Researchers have long known that pregnancy protects against breast cancer, but clearly this protection is not absolute – many mothers still develop the disease. Gadi was the first to show a link between fetal microchimerism and cancer. He found that among women who have had children, those with lower levels of fetal cells in their bloodstream are more likely to develop breast cancer later in life.
The researchers think that fetal cells might be better than our own bodies at recognizing cancer cells as foreign, and those fetal cells would then alert our immune system to destroy rogue cancer cells before they develop into full-blown disease.
“It’s almost like having a different set of eyeglasses to be able to identify a cell that’s premalignant,” Nelson said.
Now, Gadi is planning a research project that would combine the natural power of mother-child cell sharing with the power of transplants to fight cancer. He wants to test whether transplanting cells donated by a patient’s child could prevent relapse in women with breast cancer who are in remission but are at high risk of their cancer coming back.
“We have the normal transplant we do for medical reasons, but nature does this every day,” he said. “It’s sort of the natural version of the transplant.”

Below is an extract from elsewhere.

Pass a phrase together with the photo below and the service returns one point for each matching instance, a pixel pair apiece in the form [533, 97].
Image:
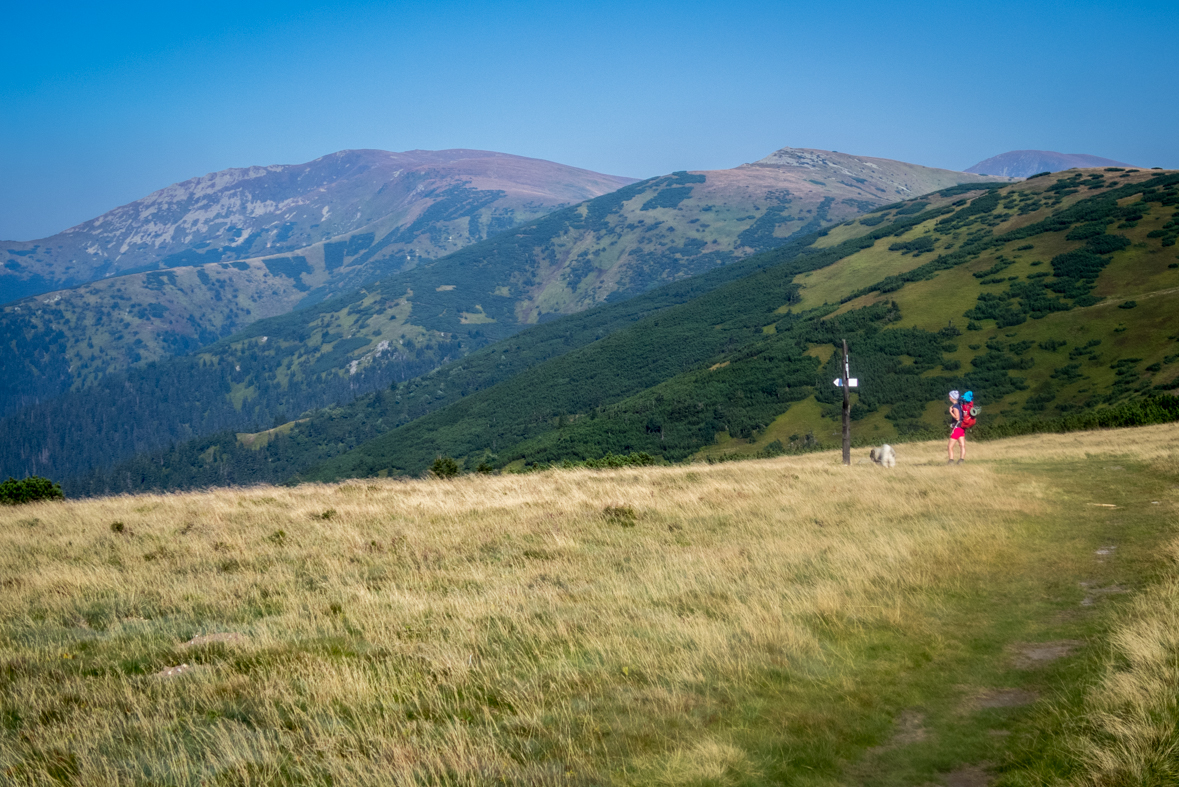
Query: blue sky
[101, 104]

Mother and child vs. leukemia
In another new project, Nelson and Gammill are collaborating with Fred Hutch’s Dr. Colleen Delaney to explore whether microchimerism can boost cord blood’s power to save lives from leukemia. Delaney has developed methods to expand the precious blood stem cells present in an umbilical cord after a baby is born and use these cells as an alternative to traditional bone marrow transplants for those blood cancer patients who can’t find a donor match.
Most of the blood in the umbilical cord comes from the baby, but Gammill has found maternal cells in 70 percent of cord blood samples. Nelson and her research team are beginning to examine whether these cells are cancer fighters as well. They’ll follow the small amounts of maternal cells over time in the transplant recipient to learn whether those cells persist and, if so, whether patients who receive more maternal cells fare better against their cancers.
Evolution’s gift
Overall, Nelson said, there are positive and negative effects of mother-child cell sharing in almost every arena of health her group has studied. She and her colleagues believe that evolutionary forces have driven the good parts of microchimerism to outweigh the bad.
“That seems to be the way biology works,” she said.
“Almost all things in nature are double-edged swords,” Gadi said. On the face of it, human reproduction seems like a bum deal for women, where the father is able to pass on his genes with very little detriment to his health, while the mother does all the physical work required in pregnancy.
“In evolution, it’s hard to find arrangements that are so one-sided,” Gadi said, so maybe microchimerism is one subtle benefit to help even out the playing field.